News!
Our paper on imaging visual responses in the octopus is now out at Current Biology!
Also check out our review on cephalopod vision, and discussion of our work in Scientific American.
Our paper on neural dynamics in active vision is now out at Nature Neuroscience!
Also check out our review on natural behavior and active vision, and UO news coverage.
Our Research
How do we make sense of the visual world around us? Our brain takes a pattern of photons hitting the retina, and continually creates a coherent interpretation of what we see – detecting objects and landmarks – rather than just perceiving an array of pixels. This image processing allows us to perform a range of visual tasks, such as recognizing a friend’s face, finding your way to the grocery store, and catching a frisbee. However, how these computational feats are achieved by the neural circuitry of the visual system is largely unknown. Furthermore, visual processing does not occur in isolation, but depends on behavioral state, task demands, and interaction with the world.
Our research is focused on understanding how neural circuits perform the image processing that allows us to perform complex visual behaviors, and how these circuits are refined by development and experience. We use in vivo recording techniques including high-density extracellular recording and widefield / two-photon imaging, along with molecular genetic tools to dissect neural circuits. We have also implemented behavioral tasks for mice so we can perform quantitative psychophysics to measure the animal’s perception, and we use theoretical models to understand general computational principles being instantiated. Recently, we have extended these approaches to study visual perception in the context of natural behaviors and complex environments, in an effort to understand how the visual system functions in real-world conditions. We are also studying the octopus visual system, to understand how a completely different brain architecture processes visual information.

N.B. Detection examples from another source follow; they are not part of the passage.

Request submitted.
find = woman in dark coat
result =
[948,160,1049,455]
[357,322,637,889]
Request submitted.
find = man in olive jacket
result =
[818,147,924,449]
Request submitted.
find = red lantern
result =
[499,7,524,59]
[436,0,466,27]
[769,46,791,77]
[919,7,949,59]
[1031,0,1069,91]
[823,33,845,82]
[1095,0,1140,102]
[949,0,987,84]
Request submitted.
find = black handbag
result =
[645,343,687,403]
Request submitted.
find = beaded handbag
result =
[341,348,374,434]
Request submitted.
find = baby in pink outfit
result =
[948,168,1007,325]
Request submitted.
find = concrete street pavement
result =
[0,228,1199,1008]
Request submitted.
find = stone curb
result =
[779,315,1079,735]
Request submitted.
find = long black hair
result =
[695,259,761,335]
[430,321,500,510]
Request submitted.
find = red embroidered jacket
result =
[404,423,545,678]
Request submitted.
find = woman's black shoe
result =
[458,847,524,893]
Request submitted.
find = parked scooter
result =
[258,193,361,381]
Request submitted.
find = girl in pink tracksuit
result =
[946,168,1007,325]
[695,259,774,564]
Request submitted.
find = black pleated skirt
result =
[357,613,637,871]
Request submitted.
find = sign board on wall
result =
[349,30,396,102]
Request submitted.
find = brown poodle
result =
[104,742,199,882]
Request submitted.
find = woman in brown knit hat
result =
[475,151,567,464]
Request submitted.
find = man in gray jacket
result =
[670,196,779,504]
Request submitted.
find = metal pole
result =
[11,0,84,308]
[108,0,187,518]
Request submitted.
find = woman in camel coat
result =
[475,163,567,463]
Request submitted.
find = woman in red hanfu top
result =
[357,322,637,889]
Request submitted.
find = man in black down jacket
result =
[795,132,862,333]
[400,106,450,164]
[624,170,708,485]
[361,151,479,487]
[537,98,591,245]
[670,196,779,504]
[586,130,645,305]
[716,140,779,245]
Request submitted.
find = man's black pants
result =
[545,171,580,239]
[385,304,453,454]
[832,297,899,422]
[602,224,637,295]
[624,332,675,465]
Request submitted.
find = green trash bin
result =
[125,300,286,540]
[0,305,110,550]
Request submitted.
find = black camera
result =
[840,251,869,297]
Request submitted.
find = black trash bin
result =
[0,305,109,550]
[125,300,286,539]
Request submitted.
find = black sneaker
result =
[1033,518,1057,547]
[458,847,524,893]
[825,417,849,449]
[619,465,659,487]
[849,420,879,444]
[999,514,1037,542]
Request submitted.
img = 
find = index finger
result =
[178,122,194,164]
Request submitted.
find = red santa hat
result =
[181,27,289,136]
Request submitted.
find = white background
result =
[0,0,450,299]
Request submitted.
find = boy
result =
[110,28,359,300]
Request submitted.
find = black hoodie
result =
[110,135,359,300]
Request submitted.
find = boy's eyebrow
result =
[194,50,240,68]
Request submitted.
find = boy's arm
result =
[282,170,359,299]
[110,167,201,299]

Left: Mice use vision to pursue and capture crickets, providing an ethological behavioral paradigm to study vision. Middle: Two-photon calcium imaging of neural activity in mouse visual cortex. Right: A juvenile Octopus bimaculoides feeding on brine shrimp.
In this lab, we believe that science should be supportive and inclusive.
Everyone is welcome regardless of race, background, or beliefs.
We advocate strongly for students and scientists from under-represented and disadvantaged groups.